We live in a meritocracy, right?
Where hard work can get you security and a high-paying job? That's the American Dream. But is it just a fantasy, or is it reality? (I'm reminded of Bohemian Rhapsody ...)
This question is similar to the dilemma economists face. They like to model society as a set of interacting, self-interested agents. To some extent, it works — after all, economic models do capture most of the ways things are.
But — with both the economists' model and the American Dream — how often have we seen (or even benefited from) corruption in government or business, where businesses or governments have acted in a way that ultimately hurts themselves? Such corruption can still be described by economic models, but they need to be modified to account for individuals forsaking their fiduciary responsibility.
For example, my grandfather likes to tell a story about his time working as an independent salesman for a motor company.

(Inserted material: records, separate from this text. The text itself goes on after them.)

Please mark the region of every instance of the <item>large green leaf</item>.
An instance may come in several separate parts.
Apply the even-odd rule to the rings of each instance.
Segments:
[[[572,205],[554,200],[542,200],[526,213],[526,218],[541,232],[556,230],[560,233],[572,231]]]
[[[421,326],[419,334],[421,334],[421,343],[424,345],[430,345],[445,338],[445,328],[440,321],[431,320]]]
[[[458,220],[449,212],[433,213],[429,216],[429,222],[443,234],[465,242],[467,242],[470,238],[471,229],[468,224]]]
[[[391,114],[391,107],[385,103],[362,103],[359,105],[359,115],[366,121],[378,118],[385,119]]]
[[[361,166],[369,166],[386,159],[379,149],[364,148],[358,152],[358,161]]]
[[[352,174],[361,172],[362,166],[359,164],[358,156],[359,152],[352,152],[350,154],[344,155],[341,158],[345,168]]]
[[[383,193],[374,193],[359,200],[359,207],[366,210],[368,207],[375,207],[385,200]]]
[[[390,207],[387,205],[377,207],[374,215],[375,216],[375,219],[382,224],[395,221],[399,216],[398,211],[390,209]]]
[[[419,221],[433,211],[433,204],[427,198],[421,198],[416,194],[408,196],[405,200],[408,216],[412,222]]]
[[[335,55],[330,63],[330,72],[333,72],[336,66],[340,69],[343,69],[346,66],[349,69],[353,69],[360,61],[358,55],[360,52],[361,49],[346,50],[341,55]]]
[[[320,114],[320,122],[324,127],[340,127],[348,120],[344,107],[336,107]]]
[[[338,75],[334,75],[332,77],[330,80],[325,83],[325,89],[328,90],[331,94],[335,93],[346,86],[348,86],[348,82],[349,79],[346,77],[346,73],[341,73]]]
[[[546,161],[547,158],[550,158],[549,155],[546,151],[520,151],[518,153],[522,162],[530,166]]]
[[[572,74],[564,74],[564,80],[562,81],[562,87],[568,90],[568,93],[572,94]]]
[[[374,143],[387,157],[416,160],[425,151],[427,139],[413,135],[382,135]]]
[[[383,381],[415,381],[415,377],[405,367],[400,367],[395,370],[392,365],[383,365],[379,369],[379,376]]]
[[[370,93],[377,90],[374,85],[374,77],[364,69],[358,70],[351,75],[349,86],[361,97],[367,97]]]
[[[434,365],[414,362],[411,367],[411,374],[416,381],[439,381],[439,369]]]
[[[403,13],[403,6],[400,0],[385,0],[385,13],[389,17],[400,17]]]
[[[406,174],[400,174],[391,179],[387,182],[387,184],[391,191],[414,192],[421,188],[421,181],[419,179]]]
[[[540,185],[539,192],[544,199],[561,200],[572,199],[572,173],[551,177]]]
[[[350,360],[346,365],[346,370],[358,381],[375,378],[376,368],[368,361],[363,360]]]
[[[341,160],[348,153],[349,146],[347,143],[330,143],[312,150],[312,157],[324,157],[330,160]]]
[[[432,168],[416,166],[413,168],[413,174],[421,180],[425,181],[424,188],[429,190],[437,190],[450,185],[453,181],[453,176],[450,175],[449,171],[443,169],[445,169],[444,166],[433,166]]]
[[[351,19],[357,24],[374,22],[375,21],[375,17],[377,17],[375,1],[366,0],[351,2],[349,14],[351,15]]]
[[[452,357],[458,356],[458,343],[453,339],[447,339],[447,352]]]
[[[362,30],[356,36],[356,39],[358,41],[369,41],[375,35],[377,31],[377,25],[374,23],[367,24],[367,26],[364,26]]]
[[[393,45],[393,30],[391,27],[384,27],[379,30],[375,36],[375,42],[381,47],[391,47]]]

He was offering a business in Chicago a significantly better deal than the business's contract with General Electric. After a Friday of negotiations, he retired for the weekend with a contract signing scheduled for Monday.
Monday, he got to the business and learned that the executive had canceled the appointment and refused to meet with him. What happened? Turns out GE flew the man and his wife down to a Caribbean resort over the weekend and promised a second vacation if they'd stick with the GE contract — even though it hurt the man's business.

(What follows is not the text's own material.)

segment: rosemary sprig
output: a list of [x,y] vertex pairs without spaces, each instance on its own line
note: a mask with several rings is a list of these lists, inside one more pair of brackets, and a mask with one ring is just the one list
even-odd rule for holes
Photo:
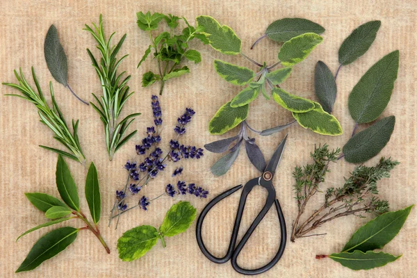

In a similar vein, a recent study by a Purdue chemical engineer applied statistical mechanics to wage distributions. If you make certain free-market assumptions, the proportion of a business that is paid in a particular price range should follow a particular form. It so happens that it does follow this form almost exactly for 90 percent of the company's employees. For the top 10 percent of employees, the distribution is entirely different: They're significantly overpaid.
Why? The common-sense explanation (so take it with a grain of salt) is incest between upper management and the board. If the CEO is golfing buddies with three of the five guys on the board, it doesn't take much imagination to see why the board might decide to retain the CEO and give him an extra bonus, even if his performance doesn't warrant it.
What's the moral of these stories?
In every case, people end up doing favors for their friends instead of perfectly following their responsibility to the business.
The same thing happens in government — witness the hiring process of the Iraqi Interim Governing Council, where applicants were screened for ideological purity and past contributions to the Republican Party instead of competence in the job at hand. (Not to say Democrats are innocent; for example, see how Kennedy bought Daly, Chicago and the 1960 election, or Obama doing favors for union leaders now.)
Less damning examples occur every day. The broader lesson, then, is that good relationships are necessary for success in life.
If you're on a person's good side, they'll be more likely to do small favors for you. I'm reminded of a conversation I had with a businessman who, when he started his job, treated the secretaries to lunch every few months and got to know them; one of the results was his paperwork always got done neatly and ahead of time. This is not to downplay competence, but to emphasize that competence is not the only factor that determines success. In fact, I'd even argue that competence is subordinate to relationship skills. Insofar as competence permits you to build and maintain professional and personal relationships, it will get you ahead in life. The converse holds, too: If you're incompetent, you will often have difficulty maintaining professional relationships.
But relationships are often the deciding factor. So, building and maintaining relationships really ought to be a key focus as you work through college. (I don't mean to denigrate relationships for their own sake but instead to focus on how relationships can be beneficial to you.) For example, if you can get to know the professor, he'll be more likely to help you out with difficult course material or write a glowing recommendation letter. If you can get to know classmates, they'll be more likely to provide professional contacts in the future or even provide help when you don't understand material.
The list is endless. So remember that in the end, it's all about relationships.